PREPARING FOR BREXIT 2020: THREE LESSONS LEARNED
By John Lucy, Manager of International Transport & Trade Procedures at FTA
For the third time this year, the date the UK was due to leave the EU has come and gone. And it is fair to say the complexity, vulnerability, value and importance of a secure, robust international logistics network has never been higher in the minds of businesses and governments, both in the UK and across the EU. In this article, John Lucy, the Manager of International Transport & Trade Procedures at FTA, the voice of the UK logistics industry, will provide an update on the latest Brexit developments and share three key lessons learned ahead of the UK’s newly scheduled departure date from the EU: 31 January 2020.
Crucially for business, the government’s decision to postpone the UK’s Brexit date does not rule out a no-deal outcome; this still remains possible at two points next year. Firstly, if the withdrawal agreement has not been ratified by the EU and the UK by 31 January 2020 and an extension is not requested, granted and accepted or article 50 is withdrawn, and secondly, if the withdrawal agreement is ratified by both sides, but the transition period terminates on 31 December 2020 without a free trade agreement in place.
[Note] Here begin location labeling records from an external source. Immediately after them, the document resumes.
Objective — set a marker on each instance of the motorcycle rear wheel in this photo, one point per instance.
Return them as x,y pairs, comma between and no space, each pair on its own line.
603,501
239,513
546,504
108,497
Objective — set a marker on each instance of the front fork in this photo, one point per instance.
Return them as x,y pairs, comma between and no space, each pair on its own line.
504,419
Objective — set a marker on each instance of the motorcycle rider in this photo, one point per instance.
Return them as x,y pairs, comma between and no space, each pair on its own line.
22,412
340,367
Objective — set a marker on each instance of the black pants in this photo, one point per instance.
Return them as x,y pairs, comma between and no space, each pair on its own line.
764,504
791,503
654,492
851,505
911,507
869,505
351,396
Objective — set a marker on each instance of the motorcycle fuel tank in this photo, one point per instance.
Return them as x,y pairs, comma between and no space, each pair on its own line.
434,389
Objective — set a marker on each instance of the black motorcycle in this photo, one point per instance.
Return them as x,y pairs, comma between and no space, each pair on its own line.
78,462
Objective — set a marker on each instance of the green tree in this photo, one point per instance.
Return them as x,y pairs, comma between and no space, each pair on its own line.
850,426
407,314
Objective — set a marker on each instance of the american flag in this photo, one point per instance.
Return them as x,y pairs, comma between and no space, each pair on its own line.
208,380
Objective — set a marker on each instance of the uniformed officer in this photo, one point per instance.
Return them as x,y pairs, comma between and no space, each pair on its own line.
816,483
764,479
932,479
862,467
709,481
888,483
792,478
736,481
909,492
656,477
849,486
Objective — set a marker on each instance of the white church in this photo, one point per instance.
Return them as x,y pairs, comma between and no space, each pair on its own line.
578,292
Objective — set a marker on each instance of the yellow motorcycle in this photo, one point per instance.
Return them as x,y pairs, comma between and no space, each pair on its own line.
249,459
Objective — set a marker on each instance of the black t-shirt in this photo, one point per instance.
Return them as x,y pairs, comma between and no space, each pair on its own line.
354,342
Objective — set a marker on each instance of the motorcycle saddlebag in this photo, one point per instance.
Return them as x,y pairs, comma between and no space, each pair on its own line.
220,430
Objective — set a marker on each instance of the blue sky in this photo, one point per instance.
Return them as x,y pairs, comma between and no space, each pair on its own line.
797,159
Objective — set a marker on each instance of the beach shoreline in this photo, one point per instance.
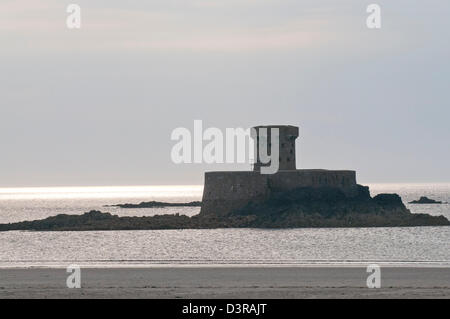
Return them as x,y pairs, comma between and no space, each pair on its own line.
226,282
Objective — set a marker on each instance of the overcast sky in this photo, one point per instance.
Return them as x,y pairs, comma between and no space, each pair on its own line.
96,106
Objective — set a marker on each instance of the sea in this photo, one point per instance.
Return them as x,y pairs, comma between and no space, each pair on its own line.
393,246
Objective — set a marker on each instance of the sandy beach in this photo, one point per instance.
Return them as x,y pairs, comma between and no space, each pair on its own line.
226,282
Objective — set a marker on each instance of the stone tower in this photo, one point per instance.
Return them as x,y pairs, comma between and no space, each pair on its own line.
287,137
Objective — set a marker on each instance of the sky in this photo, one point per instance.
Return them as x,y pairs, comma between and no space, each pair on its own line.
97,105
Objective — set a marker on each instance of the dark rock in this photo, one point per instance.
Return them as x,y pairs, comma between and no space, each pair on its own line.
425,200
302,207
154,204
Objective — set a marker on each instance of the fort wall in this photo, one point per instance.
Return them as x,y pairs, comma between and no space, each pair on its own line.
227,191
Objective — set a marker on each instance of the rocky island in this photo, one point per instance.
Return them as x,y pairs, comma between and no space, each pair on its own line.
302,207
289,198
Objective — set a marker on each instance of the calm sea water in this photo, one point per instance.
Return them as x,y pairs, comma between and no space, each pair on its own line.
406,245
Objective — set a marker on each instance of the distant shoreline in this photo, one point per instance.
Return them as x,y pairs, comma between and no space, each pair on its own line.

Currently, the withdrawal agreement ratification process has been paused in the UK. Parliament is now dissolved in preparation for the general election scheduled to take place on 12 December 2019. This means that the ratification process will not restart until at least 13 December 2019. For exporters and the providers of international logistics services, the Brexit preparation dilemma continues into a third year with a very short window after the election in which to prepare for leaving the EU, if the 31 January 2020 date is adhered to.
FTA has been at the forefront of knowledge transfer to its 18,000 members throughout the Brexit process. Through our workshops, seminars, webinars and daily conversations with members, we have shared details of the new border procedures and documentation which will be required in the event of a No Deal Brexit with industry. And through these conversations, we have seen the growing frustration and confusion for all stakeholders in international supply chains, as they attempt to mitigate risk for their businesses during this unstable period.
As 2019 draws to a close, it may help exporters with their future Brexit preparations to reflect on what we have learnt from this year’s events. We need to separate Brexit fact from fiction and plan for 2020 with this information.
Firstly, we should remove some Brexit myths from future decision making. The fact is that any type of Brexit arrangement which involves leaving the EU customs union and / or single market will result in trade friction i.e. new procedures as freight crosses customs territories. Consider that Turkey is in a customs union with the EU, but trucks crossing into the EU can take a day or more to proceed, or that Norway is in the single market and has the “smartest” border within the EU, but trucks will take one to three hours to be processed on average. Delays to transport are likely after Brexit and should be planned for.
Secondly, there is no immediately available “technological” solution providing infrastructure-free UK / EU borders. All customs authorities need to know when freight is leaving or arriving on its territory; this will require pre-entered import or export information on respective customs platforms for processing. For driver-accompanied freight – which is by far the biggest modal carrier of UK exports into the EU – this will mean drivers having to stop at designated offices of departure. They will then have their simple or transit customs documents either scanned or wet stamped when they leave the UK and enter the EU with exports or vice versa for imports. International customs documentation in general tends to be paper based in general and the digitalisation of such documents is still in trial stages. In any case, a move to digital documentation would require the legal adoption by all trading nations to be viable; this will not take place overnight to suit the UK’s immediate needs.
Thirdly, we can dispel the myth that there will be no checks on freight as its crosses into the EU. While the UK’s position has been to prioritise Roll On, Roll Off (Ro-Ro) port traffic flow over fiscal controls for a period of time post-Brexit for UK imports, this is certainly not the case for the EU. All UK exports must be accompanied by the relevant customs, safety and security declarations, plus any licences or certificates relevant to specific cargoes. Additionally, animal or plant-based products will need to be presented for inspection to a relevant EU border inspection post. EU code requires 100% documentary checks and 20-50% physical checks on certain products – meat, chicken and even honey!
The most important lesson exporters can learn from this year is that they now have far more clarity on their international supply chain risk areas than before. Essentially, they can better estimate the new areas of costs associated with Brexit stockpiling, rerouting, modal changes, customs declarations, special licences or permits, changes in tariffs on goods and longer transit times. These will all have an impact on how businesses will continue to trade post-Brexit.
Efficient logistics is vital to keep Britain trading, directly having an impact on more than seven million people employed in the making, selling and moving of goods. With Brexit, new technology and other disruptive forces driving change in the way goods move across borders and through the supply chain, logistics has never been more important to UK plc. A champion and challenger, FTA speaks to Government with one voice on behalf of the whole sector, with members from the road, rail, sea and air industries, as well as the buyers of freight services such as retailers and manufacturers.